Dass aber digitale Grundkompetenzen in nahezu allen Berufen der Zukunft von Bedeutung sein werden, darin waren sich die verschiedenen Teilnehmer in ihren Vorträgen einig. Viele gingen sogar so weit zu behaupten, dass das Programmieren die Sprache der Zukunft sei. Keine Kommunikation mehr ohne Coding-Fertigkeiten also? Julia Eckelhoff, Leiterin der Digitalwerkstatt in Berlin, in der Kinder an das Programmieren herangeführt werden, Roboter bauen und experimentieren, ist jedenfalls der Meinung, dass zumindest „das Digitale“ auch fest in die Lebenswelt von Kindern gehört. Eine Anmerkung der Leiterin blieb aber besonders in Erinnerung: Die meisten der Anmeldungen in ihrer Digitalwerkstatt würden nur aus bestimmten gesellschaftlichen Schichten stattfinden. Auf die Frage, ob im Coden Potenzial für Integration und Inklusion gesehen werde, lenkte Thomas Schmidt die Aufmerksamkeit auf bereits laufende Coding-Projekte für Flüchtlinge. Inwieweit aber hierbei von Inklusion gesprochen werden kann, wenn Flüchtlinge unter sich das Coden lernen, bleibt fragwürdig.

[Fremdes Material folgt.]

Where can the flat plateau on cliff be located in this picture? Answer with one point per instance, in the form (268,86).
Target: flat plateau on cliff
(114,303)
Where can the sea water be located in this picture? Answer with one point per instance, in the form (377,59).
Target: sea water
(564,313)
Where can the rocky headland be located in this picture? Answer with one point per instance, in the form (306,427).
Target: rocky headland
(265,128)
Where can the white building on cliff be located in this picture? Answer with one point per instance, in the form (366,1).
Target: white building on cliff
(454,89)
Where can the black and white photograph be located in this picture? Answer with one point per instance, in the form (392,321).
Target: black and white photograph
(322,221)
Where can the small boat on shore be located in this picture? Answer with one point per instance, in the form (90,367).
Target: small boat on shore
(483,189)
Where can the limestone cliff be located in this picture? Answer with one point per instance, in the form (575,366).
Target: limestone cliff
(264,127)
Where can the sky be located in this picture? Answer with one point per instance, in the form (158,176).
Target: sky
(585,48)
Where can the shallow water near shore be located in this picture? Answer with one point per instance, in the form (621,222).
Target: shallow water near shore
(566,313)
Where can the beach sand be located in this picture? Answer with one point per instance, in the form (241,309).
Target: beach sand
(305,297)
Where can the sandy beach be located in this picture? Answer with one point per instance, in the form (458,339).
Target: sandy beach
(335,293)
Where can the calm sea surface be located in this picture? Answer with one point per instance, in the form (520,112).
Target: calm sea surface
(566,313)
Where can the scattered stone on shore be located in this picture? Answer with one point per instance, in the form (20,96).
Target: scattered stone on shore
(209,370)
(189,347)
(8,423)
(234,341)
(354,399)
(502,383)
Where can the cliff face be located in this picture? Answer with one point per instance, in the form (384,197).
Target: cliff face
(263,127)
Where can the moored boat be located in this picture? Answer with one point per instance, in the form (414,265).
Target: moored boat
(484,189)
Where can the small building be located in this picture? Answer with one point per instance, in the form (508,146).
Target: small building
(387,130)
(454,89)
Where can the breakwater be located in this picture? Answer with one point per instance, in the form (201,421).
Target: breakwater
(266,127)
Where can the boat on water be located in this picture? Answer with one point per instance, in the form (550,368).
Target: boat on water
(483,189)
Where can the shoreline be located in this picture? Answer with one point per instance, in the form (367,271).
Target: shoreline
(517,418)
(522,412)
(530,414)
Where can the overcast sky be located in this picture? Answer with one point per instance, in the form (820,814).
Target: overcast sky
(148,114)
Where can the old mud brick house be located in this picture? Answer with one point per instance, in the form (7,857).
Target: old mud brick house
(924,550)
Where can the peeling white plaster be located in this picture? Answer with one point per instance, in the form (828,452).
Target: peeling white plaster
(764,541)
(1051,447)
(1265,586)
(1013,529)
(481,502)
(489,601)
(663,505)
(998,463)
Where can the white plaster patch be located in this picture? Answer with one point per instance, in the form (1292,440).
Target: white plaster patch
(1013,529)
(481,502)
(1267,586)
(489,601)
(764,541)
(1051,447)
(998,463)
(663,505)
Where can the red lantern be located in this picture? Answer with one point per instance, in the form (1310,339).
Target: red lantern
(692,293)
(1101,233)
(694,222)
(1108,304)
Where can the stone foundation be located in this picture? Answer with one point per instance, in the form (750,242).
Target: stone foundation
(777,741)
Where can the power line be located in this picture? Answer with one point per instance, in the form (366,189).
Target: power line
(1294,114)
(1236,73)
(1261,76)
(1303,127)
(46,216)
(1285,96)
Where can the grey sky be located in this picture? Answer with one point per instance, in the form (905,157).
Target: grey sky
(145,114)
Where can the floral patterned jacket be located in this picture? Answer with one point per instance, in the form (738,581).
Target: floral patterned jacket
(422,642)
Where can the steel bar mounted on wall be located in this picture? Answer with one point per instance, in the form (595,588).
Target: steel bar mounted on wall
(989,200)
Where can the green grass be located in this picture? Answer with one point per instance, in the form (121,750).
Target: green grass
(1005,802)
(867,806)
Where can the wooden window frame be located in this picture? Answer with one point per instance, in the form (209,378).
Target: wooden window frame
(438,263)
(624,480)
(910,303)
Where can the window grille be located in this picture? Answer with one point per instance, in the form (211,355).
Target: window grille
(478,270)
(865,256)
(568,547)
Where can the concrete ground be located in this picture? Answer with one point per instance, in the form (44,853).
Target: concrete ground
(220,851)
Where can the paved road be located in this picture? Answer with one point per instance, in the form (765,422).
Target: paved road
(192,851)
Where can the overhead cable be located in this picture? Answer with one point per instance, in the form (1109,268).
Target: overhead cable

Insgesamt gestaltete sich die Veranstaltung vor allem als innovationsfreudig. Verschiedene Verantwortliche aus den Bereichen Bildung und Digitalisierung kamen zu Wort und man konnte sich regelrecht vom Enthusiasmus der Vortragenden anstecken lassen. Dagegen blieben kritische Meinungen und Debatten seitens der Experten gänzlich aus. Eine kritische Betrachtung über den frühen Einsatz digitaler Medien in Kindergärten fand genauso wenig statt wie die Frage nach dem Nutzen von Programmierfähigkeiten für zum Beispiel künstlerisch-affine Schüler und Schülerinnen.